Mittlerweile hat die Chefetage das Tabu gar gebrochen. Toyota kokettiert offiziell mit der Favoritenrolle. „Wir reisen mit einem einzigen Ziel im Visier an: zu siegen“, tut Teampräsident Yoshiaki Kinoshita in einem Kommuniqué kund. „Viele Faktoren liegen nicht in unserem Einfluss, etwa die Leistung unserer Konkurrenten, Glück und das Wetter – doch unsere Hausaufgaben haben wir gemacht. Jetzt müssen wir das während der Woche auch umsetzen.“

Zugleich wäre Toyota damit imstande, endlich seine offene Le-Mans-Rechnung zu begleichen. In der Vergangenheit lastete schlechterdings ein Fluch auf der Konstrukteur aus Fernost, der ewige Zweite an der Sarthe zu bleiben. Oftmals wähnte sich Toyota bereits als sicherer Sieger und unterlag letzten Endes doch – zuletzt im Jahr 1999. Eine Reifenpanne ließ den Traum vom Sieg in der Schlussphase platzen.

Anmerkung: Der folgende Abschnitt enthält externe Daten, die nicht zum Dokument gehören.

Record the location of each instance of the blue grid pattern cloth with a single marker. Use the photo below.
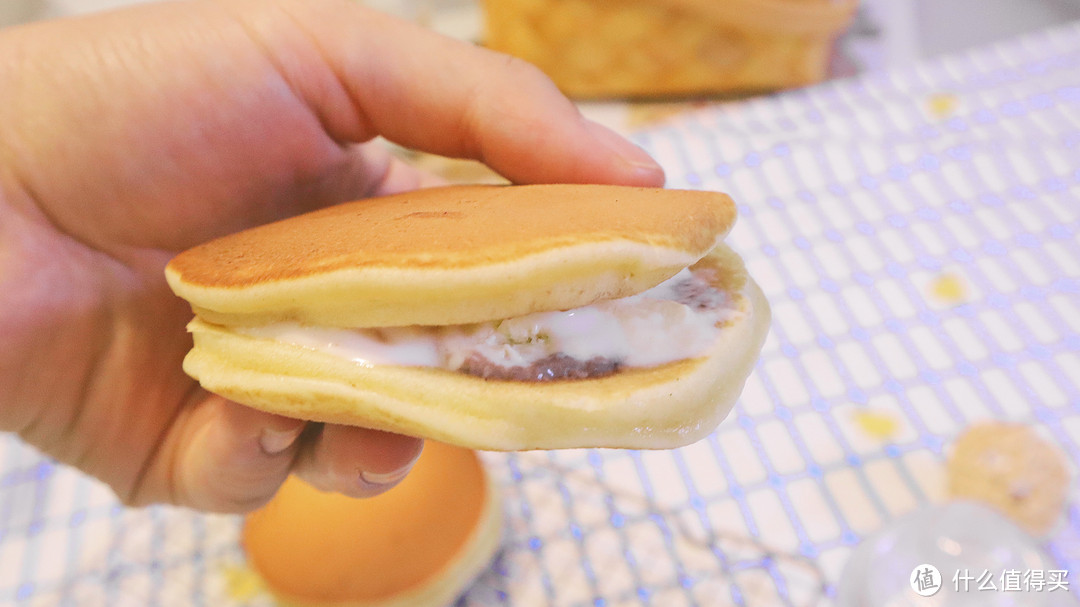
(858, 201)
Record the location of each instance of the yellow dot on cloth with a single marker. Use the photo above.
(877, 425)
(948, 288)
(942, 105)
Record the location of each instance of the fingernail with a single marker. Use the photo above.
(629, 152)
(274, 442)
(388, 477)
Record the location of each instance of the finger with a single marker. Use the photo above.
(356, 461)
(443, 96)
(223, 457)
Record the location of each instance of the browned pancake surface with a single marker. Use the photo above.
(457, 227)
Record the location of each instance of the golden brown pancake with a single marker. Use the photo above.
(478, 254)
(451, 255)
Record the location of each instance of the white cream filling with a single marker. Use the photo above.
(646, 329)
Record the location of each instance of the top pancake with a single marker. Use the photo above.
(451, 255)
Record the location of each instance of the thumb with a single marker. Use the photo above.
(225, 457)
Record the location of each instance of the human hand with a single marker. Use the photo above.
(127, 136)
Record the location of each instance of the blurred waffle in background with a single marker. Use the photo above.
(596, 49)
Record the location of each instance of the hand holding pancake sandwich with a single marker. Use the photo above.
(133, 135)
(487, 317)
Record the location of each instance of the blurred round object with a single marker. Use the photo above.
(1011, 468)
(418, 544)
(950, 555)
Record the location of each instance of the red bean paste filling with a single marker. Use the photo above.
(694, 292)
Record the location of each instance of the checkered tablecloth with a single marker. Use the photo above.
(917, 234)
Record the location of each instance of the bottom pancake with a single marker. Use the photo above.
(658, 407)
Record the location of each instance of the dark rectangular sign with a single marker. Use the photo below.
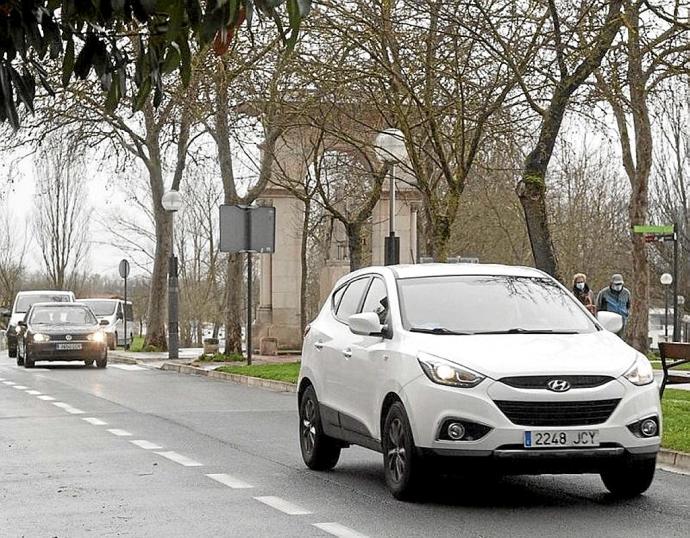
(247, 229)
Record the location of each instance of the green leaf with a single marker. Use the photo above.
(68, 61)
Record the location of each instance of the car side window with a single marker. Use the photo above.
(377, 300)
(352, 298)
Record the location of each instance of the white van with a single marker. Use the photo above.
(23, 302)
(114, 310)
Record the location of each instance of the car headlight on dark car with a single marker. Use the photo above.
(445, 372)
(97, 337)
(640, 373)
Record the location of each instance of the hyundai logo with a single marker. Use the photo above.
(558, 385)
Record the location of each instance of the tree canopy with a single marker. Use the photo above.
(87, 36)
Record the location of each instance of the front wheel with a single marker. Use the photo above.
(319, 451)
(630, 479)
(403, 467)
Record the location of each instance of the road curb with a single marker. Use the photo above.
(269, 384)
(679, 460)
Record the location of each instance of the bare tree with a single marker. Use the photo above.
(61, 217)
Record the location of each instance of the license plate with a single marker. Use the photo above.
(562, 438)
(68, 347)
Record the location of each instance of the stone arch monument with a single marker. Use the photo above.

Außer Konkurrenz: Rebellion Racing

Abseits der Machtprobe der Werke verfolgt ein Ensemble wiederum gänzlich andere Ziele. Auf einem Nebenschauplatz in der Region Pay de la Loire fährt Rebellion Racing ein Rennen gegen sich selbst. Da Lotus dem ACO eine Absage erteilt hat, tritt der eidgenössische Rennstall als einziger Wettbewerber mit zwei R-One-Prototypen in der LMP1-Light-Division an. Das Vorhaben: eine Zielankunft und unter Umständen von den Zwischenfällen der anderen profitieren. 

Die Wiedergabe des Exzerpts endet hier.